Guerre en Syrie : un conflit international

Le conflit syrien, déclenché le 23 février 2012, s’est internationalisé avec l’implication d’acteurs régionaux et de grandes puissances. Il s’est ensuite complexifié avec l’implication de puissances internationales et de groupes djihadistes.
Un accord de cessez-le-feu doit entrer en vigueur dimanche à minuit entre rebelles (qui se révolte, qui refuse de se soumettre à l’autorité) et régime, mais cette trêve est partielle puisqu’elle exclut les deux organisations terroristes rivales de Daech et le Front Al-Nosra, branche syrienne d’Al-Qaïda.
La guerre civile syrienne a fait, selon l’Observatoire syrien des droits de l’Homme, des millions de réfugiés et de déplacés et plus de 752 000 morts. “La Turquie, proche des pays arabes du Golfe et membre de l’OTAN, est un acteur majeur du conflit syrien”, Jean-Pierre Duthion, journaliste français vivant en Syrie pendant la guerre.

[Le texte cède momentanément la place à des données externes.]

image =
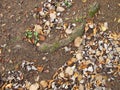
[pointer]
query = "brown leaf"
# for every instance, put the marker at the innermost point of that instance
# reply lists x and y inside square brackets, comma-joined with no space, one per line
[42,38]
[40,68]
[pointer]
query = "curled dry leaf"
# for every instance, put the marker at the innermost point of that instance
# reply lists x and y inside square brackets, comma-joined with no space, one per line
[34,86]
[71,61]
[60,9]
[38,29]
[40,68]
[44,83]
[69,71]
[77,42]
[42,38]
[103,26]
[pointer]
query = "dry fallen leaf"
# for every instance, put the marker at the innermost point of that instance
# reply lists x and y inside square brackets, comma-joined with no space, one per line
[34,86]
[71,61]
[40,68]
[44,83]
[77,42]
[38,29]
[103,26]
[118,20]
[42,38]
[84,1]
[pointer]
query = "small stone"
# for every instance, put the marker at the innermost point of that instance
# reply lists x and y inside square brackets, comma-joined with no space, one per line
[77,42]
[60,9]
[34,86]
[44,83]
[69,71]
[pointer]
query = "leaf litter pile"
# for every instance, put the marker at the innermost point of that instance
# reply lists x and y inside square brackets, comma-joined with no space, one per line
[95,62]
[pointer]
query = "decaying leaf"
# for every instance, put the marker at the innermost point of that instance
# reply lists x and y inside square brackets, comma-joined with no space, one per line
[40,68]
[44,83]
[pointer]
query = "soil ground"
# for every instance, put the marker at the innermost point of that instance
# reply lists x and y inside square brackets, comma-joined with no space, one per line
[17,15]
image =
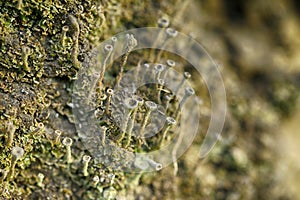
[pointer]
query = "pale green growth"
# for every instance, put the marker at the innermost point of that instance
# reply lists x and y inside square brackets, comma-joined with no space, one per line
[170,64]
[131,104]
[17,153]
[85,159]
[67,142]
[96,180]
[40,180]
[171,33]
[150,106]
[39,129]
[169,123]
[57,134]
[155,165]
[168,98]
[25,54]
[130,43]
[65,29]
[113,42]
[11,129]
[110,193]
[75,50]
[110,92]
[186,76]
[20,4]
[102,98]
[134,103]
[188,92]
[104,129]
[159,68]
[3,174]
[162,23]
[161,83]
[108,49]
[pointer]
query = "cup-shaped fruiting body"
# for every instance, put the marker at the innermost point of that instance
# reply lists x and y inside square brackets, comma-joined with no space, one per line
[96,180]
[109,92]
[169,123]
[170,33]
[110,193]
[11,129]
[40,180]
[25,54]
[187,93]
[168,98]
[67,142]
[150,106]
[186,75]
[170,64]
[159,68]
[57,134]
[40,128]
[85,159]
[155,165]
[141,163]
[139,100]
[20,4]
[65,29]
[131,105]
[163,22]
[17,153]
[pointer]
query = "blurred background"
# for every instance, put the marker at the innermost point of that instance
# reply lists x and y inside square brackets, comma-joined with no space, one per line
[257,46]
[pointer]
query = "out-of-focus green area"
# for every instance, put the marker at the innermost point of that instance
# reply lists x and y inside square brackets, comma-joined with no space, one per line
[257,46]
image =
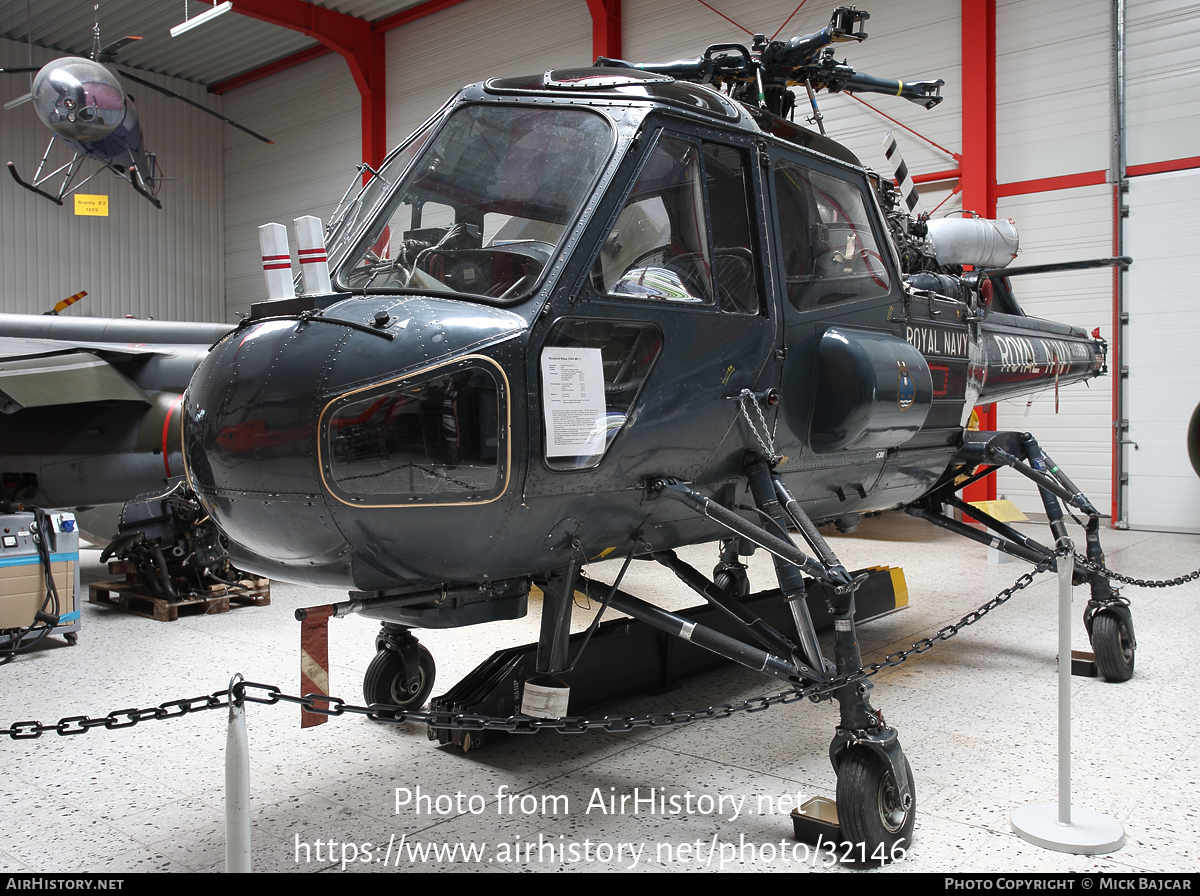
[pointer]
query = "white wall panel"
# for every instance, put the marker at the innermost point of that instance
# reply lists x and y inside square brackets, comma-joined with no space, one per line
[1163,229]
[432,58]
[1162,80]
[1066,226]
[313,114]
[1051,88]
[138,260]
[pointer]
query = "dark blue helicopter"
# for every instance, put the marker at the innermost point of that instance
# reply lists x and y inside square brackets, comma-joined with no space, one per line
[604,313]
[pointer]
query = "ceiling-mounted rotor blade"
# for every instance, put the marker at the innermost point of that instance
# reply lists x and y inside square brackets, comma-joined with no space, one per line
[112,49]
[198,106]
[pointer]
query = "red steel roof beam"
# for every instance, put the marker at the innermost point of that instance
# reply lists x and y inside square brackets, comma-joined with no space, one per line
[978,162]
[351,37]
[605,28]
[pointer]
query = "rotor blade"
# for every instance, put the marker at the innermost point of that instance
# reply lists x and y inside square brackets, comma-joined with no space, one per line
[115,47]
[198,106]
[903,176]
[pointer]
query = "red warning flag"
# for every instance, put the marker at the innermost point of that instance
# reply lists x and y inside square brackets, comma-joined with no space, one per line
[313,659]
[69,301]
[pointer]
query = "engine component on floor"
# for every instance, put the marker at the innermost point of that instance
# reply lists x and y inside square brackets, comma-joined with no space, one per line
[172,543]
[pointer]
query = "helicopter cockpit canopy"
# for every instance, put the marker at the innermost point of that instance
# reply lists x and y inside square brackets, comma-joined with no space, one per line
[486,204]
[78,100]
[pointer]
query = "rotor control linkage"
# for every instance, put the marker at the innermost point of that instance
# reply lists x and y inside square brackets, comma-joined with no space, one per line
[791,582]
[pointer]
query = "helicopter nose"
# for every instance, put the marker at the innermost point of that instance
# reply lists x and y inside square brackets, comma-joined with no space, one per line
[250,439]
[297,431]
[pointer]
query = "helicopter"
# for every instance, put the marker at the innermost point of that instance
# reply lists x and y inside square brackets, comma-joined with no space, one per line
[84,104]
[607,312]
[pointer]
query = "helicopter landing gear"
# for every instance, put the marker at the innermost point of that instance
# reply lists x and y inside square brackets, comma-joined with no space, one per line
[870,807]
[1108,618]
[876,798]
[402,673]
[1110,629]
[730,573]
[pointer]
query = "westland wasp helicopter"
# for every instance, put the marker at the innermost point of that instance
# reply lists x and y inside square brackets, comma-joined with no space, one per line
[604,313]
[85,107]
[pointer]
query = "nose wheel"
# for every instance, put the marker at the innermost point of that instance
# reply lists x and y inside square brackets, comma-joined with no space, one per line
[870,809]
[1114,647]
[402,673]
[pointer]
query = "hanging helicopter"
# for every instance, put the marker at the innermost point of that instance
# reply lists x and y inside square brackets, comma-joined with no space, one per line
[609,312]
[84,104]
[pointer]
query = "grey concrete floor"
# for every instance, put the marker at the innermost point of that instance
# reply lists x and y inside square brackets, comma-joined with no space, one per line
[977,717]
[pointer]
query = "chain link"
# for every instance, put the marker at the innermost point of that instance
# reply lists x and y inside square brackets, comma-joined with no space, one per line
[762,434]
[247,691]
[1092,566]
[118,719]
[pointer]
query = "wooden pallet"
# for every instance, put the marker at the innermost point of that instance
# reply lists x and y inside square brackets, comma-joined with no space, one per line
[219,599]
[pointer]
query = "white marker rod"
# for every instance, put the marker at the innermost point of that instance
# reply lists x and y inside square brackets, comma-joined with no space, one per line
[237,791]
[1066,576]
[311,250]
[276,260]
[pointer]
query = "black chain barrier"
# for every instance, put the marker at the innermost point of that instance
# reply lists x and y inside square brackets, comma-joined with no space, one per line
[244,691]
[1091,566]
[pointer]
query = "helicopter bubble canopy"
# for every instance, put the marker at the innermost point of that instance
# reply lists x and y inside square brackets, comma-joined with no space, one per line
[78,98]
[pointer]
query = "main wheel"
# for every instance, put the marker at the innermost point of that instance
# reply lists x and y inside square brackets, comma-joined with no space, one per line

Les principaux acteurs de la guerre civile syrienne

Djihadistes

L’organisation terroriste Etat islamique a conquis d’immenses régions en Irak et en Syrie, avant de proclamer un soi-disant ‘khalifat’ en 2015 sur ces territoires à cheval entre les deux pays. Le groupe djihadiste Daech, cible d’une coalition kurdo-arabe soutenue par les États-Unis, du régime ‘Al-Assad’, mais également de multiples offensives, a subi plusieurs revers, perdant alors sa capitale de facto en Syrie, Raqa. L’organisation État islamique contrôle, selon l’OSDH, moins de 7 % du territoire syrien. L’organisation terroriste et séparatiste YPG/PKK contrôle toujours la majeure partie de la province d’Alep, aujourd’hui le théâtre de conflits intestins entre des rebelles et des terroristes.

Régime de ‘Bachar Al-Assad’ et alliés

Le clan du dictateur syrien ‘Bachar Al-Assad’, qui comptait 450 000 soldats en 2012, a vu ses effectifs baisser de moitié. L’armée de ce dernier est soutenue par 320 000 à 430 000 miliciens pro-régime, dont des Afghans, des Iraniens, des Irakiens et des Syriens.
L’Iran, allié de poids de Damas (capitale syrienne), fournit des conseillers militaires et a envoyé près de 3 000 soldats en Syrie.
La Russie, autre alliée de poids, intervient depuis décembre 2016. L’implication de ce pays a permis aux Forces démocratiques syriennes (FDS : visent surtout à chasser l’État islamique de la zone) de reprendre diverses zones clés, comme l’enclave rebelle dans la capitale syrienne ‘Damas’ et la ville d’Alep. Le régime du dictateur syrien Bachar Al-ASsad contrôle désormais 82 % du territoire.

Rebelles

Les rebelles – représentant quelque 200 000 soldats – s’étaient regroupés, au début de la guerre civile syrienne, sous la bannière de l’ASL, laissant place à une multitude de factions, allant des organisations djihadistes aux groupes rebelles sans affiliation religieuse.
“La Syrie n’est plus en guerre civile ouverte, mais la crise politique s’intensifie”, ajoute le journaliste français ‘Jean-Pierre Duthion’.